Successivamente all’annuncio della chiusura dell’aeroporto, è stato comunicato dal Governo della Bahamas avrebbe riaperto l’aeroporto l’8 aprile e quindi saremo riusciti a rimpatriare. Questo non è assolutamente accaduto in quanto il Governo ha deciso l’estensione della chiusura sino al 14 aprile e che nessun membro d’equipaggio potrà lasciare la nave in quanto le navi sono infette dal virus. Ma tutto cio non è assolutamente vero! Nelle navi presenti qui in Bahamas, non vi è alcun contagiato.

Ad oggi, siamo circa 1.400 membri chiusi in nave senza alcuna data certa per il nostro rimpatrio e il Governo locale non vuole assolutamente saperne mentre le nostre ambasciate hanno le mani legate e non riescono a far nulla.

Ci sono voli disponibili per rientrare in Italia ma siamo impossibilitati a recarci in aeroporto e dunque restiamo in nave senz’alcun privilegio. Siamo costretti a vivere in cabine da soli, isolati dai nostri colleghi nonostante già siamo lontani dalle nostre famiglie. L’unica autorizzazione che abbiamo è quella di mangiare ma sempre mantenendo e rispettando la “social distance”.

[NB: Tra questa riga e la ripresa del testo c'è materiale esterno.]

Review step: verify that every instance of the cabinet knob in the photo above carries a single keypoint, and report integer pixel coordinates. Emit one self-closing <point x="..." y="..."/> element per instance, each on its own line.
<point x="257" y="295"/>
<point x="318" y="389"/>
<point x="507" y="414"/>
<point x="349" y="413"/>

La ragione per la quale ho deciso di scrivere a voi tutti è per mettervi a conoscenza di cio che sta accadendo in questa parte di mondo.

Ho contattato le Ambasciate Italiane presenti negli Stati Uniti e alle Bahamas e spero che qualcuno possa fare qualcosa. E’ terribile pensare che un altro Stato (Bahamas) possa decidere sulla mia libertà e impormi di non poter lasciare la nave per prendere un volo per rientrare in Italia”.